Nice bull, congrats!


----------



## High Desert Elk (Aug 21, 2012)

Nice


----------



## martymcfly73 (Sep 17, 2007)

Very nice bull! Congrats!


----------



## dkhntrdstn (Sep 7, 2007)

nice bull and congrats on him he will look good on the wall.


----------



## sknabnoj (Nov 29, 2012)

Sweet Bull!
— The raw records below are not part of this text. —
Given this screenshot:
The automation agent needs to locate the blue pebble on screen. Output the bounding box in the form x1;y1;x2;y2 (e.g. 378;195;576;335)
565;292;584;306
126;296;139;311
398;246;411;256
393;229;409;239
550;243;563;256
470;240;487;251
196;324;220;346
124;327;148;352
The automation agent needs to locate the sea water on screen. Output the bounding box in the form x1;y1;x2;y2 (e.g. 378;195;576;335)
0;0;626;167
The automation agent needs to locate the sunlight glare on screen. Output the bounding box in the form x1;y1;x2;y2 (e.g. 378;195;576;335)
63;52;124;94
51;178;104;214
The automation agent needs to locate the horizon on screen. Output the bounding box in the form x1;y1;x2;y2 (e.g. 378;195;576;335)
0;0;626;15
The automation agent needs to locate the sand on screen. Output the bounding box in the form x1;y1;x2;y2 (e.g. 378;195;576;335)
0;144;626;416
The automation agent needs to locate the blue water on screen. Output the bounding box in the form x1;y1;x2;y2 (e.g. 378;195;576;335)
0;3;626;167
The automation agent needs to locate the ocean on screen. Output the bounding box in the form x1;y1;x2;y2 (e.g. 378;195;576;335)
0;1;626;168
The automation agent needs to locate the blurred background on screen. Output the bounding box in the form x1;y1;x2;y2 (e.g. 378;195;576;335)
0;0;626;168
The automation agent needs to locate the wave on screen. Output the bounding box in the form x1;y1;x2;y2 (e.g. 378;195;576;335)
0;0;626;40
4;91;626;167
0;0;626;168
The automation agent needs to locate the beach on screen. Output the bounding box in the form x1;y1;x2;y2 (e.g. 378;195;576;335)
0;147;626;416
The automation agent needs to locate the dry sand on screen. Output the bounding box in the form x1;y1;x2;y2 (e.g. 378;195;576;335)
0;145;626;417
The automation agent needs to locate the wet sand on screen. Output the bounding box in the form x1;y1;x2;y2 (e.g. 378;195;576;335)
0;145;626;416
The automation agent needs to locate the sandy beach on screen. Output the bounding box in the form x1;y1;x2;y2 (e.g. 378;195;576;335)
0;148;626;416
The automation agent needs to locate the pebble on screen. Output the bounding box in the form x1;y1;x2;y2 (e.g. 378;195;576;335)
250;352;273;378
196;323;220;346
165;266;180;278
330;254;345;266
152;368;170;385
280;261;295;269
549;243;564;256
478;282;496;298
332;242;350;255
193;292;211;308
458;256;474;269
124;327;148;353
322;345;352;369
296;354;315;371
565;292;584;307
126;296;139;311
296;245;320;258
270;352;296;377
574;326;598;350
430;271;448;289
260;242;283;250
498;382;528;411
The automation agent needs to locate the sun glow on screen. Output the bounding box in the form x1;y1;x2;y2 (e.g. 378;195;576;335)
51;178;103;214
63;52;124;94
Congrats!


----------



## bbford (Mar 28, 2012)

Goofy I spent a ton of time on the south end and in all my scouting seen 5 cows and 50+ bull's


----------



## wyoming2utah (Sep 12, 2007)

You see, Goofy, if guys like you would let the DWR issue more bull tags, the DWR wouldn't have to offer so many cow tags!;-)


Oh, by the way....that is a sweet bull!


----------



## sharpshooter25 (Oct 2, 2007)

Nice bull. Congrats!


----------



## Stickboy (Oct 28, 2010)

What a great bull!!


----------



## goofy elk (Dec 16, 2007)

wyoming2utah said:


> You see, Goofy, if guys like you would let the DWR issue more bull tags, the DWR wouldn't have to offer so many cow tags!;-)
> 
> Oh, by the way....that is a sweet bull!


Nope, Just kill'in WAY too many cows on that unit ....PERIOD.


----------



## cklspencer (Jun 25, 2009)

goofy elk said:


> Nope, Just kill'in WAY too many cows on that unit ....PERIOD.


Yep, way way to many.


----------



## Packout (Nov 20, 2007)

Pretty bull. Congrats on the memory.


----------



## TAK (Sep 9, 2007)

Super nice bull!


----------



## silentstalker (Feb 19, 2008)

Gorgeous bull! Congrats!


----------



## Raptorman (Aug 18, 2009)

Gorgeous bull, nice work!


----------



## svmoose (Feb 28, 2008)

Nice one!


----------